El empresario agrícola acaba de vender el Cortijo a Diputación tras 26 años en su poder

José Antonio Cánovas, en su finca nijareña.
José Antonio Cánovas, en su finca nijareña.
Manuel León
01:09 • 27 oct. 2022

El murciano José Antonio Cánovas ha sido durante los últimos 26 años el dueño y señor del Fraile: el ejemplo más palmario de que el símbolo, a veces, está por encima de la evidencia. De ese cortijo ancestral construido por unos frailes, santo y seña de la traición amorosa a través de dos autores universales, solo queda un armazón ruinoso de colañas y adobe, pero es tal la fuerza que lo alimenta, lo que hay dentro de esa decadencia, que bien pagados parece que están los casi dos millones que ha pagado la Diputación Provincial para reconstruir sus mimbres y convertirlo en un poderoso reclamo de cine y literatura bajo la argamasa de la obra de Lorca y Carmen de Burgos.

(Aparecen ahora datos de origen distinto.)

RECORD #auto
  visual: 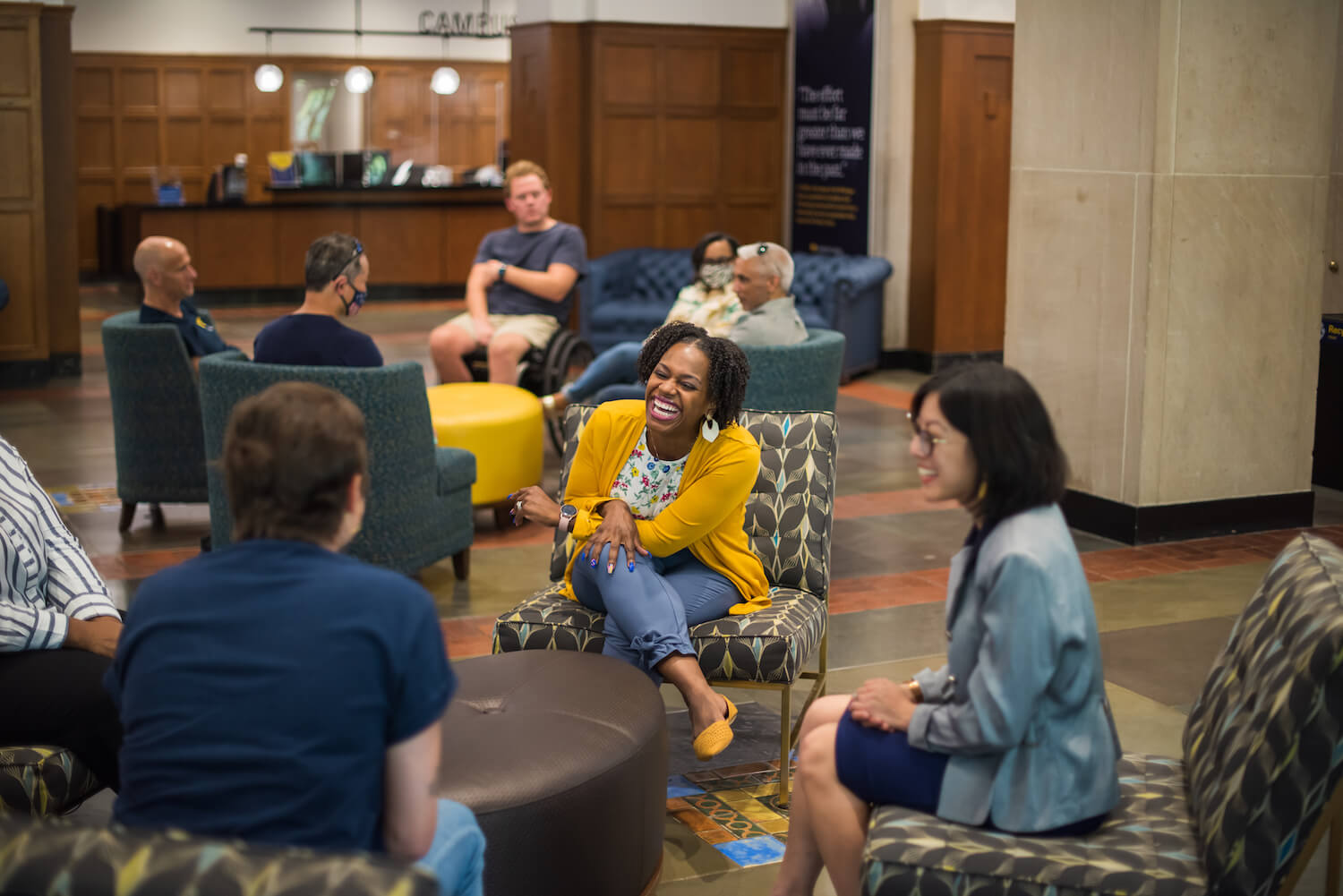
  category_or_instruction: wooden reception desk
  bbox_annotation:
[123,187,513,290]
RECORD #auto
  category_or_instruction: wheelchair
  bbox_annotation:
[464,327,595,457]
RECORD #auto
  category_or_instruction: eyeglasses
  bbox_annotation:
[905,411,951,457]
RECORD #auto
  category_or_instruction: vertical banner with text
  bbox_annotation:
[791,0,873,255]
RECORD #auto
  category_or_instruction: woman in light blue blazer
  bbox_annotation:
[774,363,1119,896]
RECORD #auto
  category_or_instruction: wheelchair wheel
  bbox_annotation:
[536,329,595,457]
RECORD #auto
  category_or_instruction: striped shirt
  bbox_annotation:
[0,438,121,653]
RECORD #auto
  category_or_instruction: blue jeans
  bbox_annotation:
[561,343,644,402]
[571,545,741,684]
[415,799,485,896]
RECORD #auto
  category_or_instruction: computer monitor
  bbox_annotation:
[340,152,367,188]
[297,152,336,187]
[364,149,392,187]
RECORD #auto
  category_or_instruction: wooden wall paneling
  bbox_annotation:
[74,54,509,270]
[193,209,277,289]
[908,21,943,354]
[0,7,48,360]
[131,209,197,263]
[363,207,446,284]
[0,210,38,362]
[40,7,82,360]
[441,205,518,277]
[0,104,38,199]
[271,207,359,287]
[910,21,1013,364]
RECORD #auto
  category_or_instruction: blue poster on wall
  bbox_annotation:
[792,0,873,255]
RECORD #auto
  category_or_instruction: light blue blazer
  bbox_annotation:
[910,505,1119,832]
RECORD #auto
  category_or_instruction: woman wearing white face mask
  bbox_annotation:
[542,233,743,416]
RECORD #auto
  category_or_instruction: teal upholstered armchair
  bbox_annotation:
[201,352,475,579]
[741,328,845,411]
[493,405,838,805]
[102,311,209,532]
[0,818,440,896]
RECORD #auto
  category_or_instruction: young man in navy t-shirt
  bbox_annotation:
[429,161,587,386]
[252,234,383,367]
[105,383,485,894]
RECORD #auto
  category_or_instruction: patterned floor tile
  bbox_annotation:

Cánovas no pasará a la historia por haber cuidado de ese refugio de pastores los últimos años: pudo tirarlo abajo antes de que fuera catalogado por la Junta como Sitio Histórico y Bien de Interés Cultural. Afortunadamente no lo hizo, aunque la Junta estuvo durante dos décadas mariposeando con el Fraile sin salvarlo. En verdad, casi nadie esperaba ya un final feliz para este sitio lorquiano que ahora Javier Aureliano García pretende rescatar y convertirlo en un buque insignia del Cabo de Gata.

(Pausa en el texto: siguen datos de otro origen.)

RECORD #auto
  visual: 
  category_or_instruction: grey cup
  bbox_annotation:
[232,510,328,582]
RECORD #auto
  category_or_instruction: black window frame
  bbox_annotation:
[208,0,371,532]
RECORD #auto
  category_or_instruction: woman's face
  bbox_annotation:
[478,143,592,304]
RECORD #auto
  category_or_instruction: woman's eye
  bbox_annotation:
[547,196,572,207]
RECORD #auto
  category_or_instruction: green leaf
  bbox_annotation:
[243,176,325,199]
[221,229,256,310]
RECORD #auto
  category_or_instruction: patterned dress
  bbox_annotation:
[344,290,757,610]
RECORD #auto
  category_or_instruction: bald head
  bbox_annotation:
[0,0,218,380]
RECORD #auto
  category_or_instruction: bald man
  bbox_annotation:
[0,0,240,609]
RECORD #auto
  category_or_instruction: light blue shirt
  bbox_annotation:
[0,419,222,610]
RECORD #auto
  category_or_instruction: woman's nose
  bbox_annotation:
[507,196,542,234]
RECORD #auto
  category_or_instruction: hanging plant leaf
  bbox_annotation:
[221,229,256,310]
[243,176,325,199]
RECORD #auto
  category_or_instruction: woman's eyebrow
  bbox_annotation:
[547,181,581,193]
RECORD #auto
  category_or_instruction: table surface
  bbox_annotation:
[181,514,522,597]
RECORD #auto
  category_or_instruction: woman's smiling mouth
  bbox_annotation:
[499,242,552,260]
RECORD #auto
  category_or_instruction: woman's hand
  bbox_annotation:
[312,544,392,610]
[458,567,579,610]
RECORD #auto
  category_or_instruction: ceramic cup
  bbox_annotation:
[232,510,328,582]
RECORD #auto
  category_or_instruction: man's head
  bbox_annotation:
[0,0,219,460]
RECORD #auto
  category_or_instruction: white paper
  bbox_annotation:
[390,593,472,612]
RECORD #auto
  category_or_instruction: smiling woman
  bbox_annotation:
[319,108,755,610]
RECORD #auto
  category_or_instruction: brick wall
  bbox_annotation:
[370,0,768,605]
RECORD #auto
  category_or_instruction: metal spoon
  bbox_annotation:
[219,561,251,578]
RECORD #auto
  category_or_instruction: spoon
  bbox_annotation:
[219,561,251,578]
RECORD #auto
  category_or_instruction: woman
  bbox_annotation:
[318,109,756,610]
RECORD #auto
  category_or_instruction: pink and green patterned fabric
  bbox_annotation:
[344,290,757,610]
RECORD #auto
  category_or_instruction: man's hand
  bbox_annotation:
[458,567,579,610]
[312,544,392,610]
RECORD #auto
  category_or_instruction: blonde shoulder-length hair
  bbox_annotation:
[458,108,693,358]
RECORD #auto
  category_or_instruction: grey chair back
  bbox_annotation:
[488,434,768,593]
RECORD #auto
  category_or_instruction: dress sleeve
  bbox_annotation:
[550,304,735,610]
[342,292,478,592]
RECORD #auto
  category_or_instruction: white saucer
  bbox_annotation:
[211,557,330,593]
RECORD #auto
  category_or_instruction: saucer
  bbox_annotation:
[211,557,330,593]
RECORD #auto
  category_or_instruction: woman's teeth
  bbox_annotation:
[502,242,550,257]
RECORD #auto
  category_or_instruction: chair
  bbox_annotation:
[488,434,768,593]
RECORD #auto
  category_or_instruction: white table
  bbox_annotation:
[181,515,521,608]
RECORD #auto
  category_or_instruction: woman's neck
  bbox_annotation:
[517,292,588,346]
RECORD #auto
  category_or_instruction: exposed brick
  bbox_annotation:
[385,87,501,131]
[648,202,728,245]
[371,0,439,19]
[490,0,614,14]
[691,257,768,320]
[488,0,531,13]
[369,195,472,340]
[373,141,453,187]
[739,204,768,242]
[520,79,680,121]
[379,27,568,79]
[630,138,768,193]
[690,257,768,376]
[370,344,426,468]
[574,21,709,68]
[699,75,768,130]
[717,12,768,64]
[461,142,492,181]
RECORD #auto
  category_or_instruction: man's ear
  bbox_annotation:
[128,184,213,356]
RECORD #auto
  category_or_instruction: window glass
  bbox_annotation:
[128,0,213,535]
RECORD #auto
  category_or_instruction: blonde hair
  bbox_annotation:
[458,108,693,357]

Cánovas, su último dueño, es un hombre de negocios, administrador de la empresa Agrícola Mar Menor, que  acaba de vender el cortijo cochambroso, con una capilla milagrosamente salvada, junto a 23 hectáreas de tierra. Es un ejecutivo de empresa, al que no se le presuponen expresivos sentimientos. Sin embargo, algo  se acelerará en su corazón o sonará en sus tripas cuando tenga que firmar ante notario la escritura de compraventa dentro de muy poco tiempo. La empresa mantiene dentro de la vasta extensión nijareña una explotación ecológica de brócoli y lechuga al aire libre que riegan con pozos de su propiedad. Compró la finca en 1996, en unión del ejidense Serafín Mateo, al que, a los dos años, le recompró su parte, cambiando el cereal para forraje por los cultivos de hoja verde. 



Antes de él, el Cortijo fue de los frailes dominicos y tras la Desamortización de Mendizábal pasó a los Acosta y después a Lorenzo Gallardo, al empresario Vandervalle, a Juan Guerra y después a una aseguradora francesa llamada UAP. El último ha sido Cánovas, un murciano que sin leer Bodas de Sangre, ha tenido agallas para salvar un Cortijo  almeriense al que nada le unía.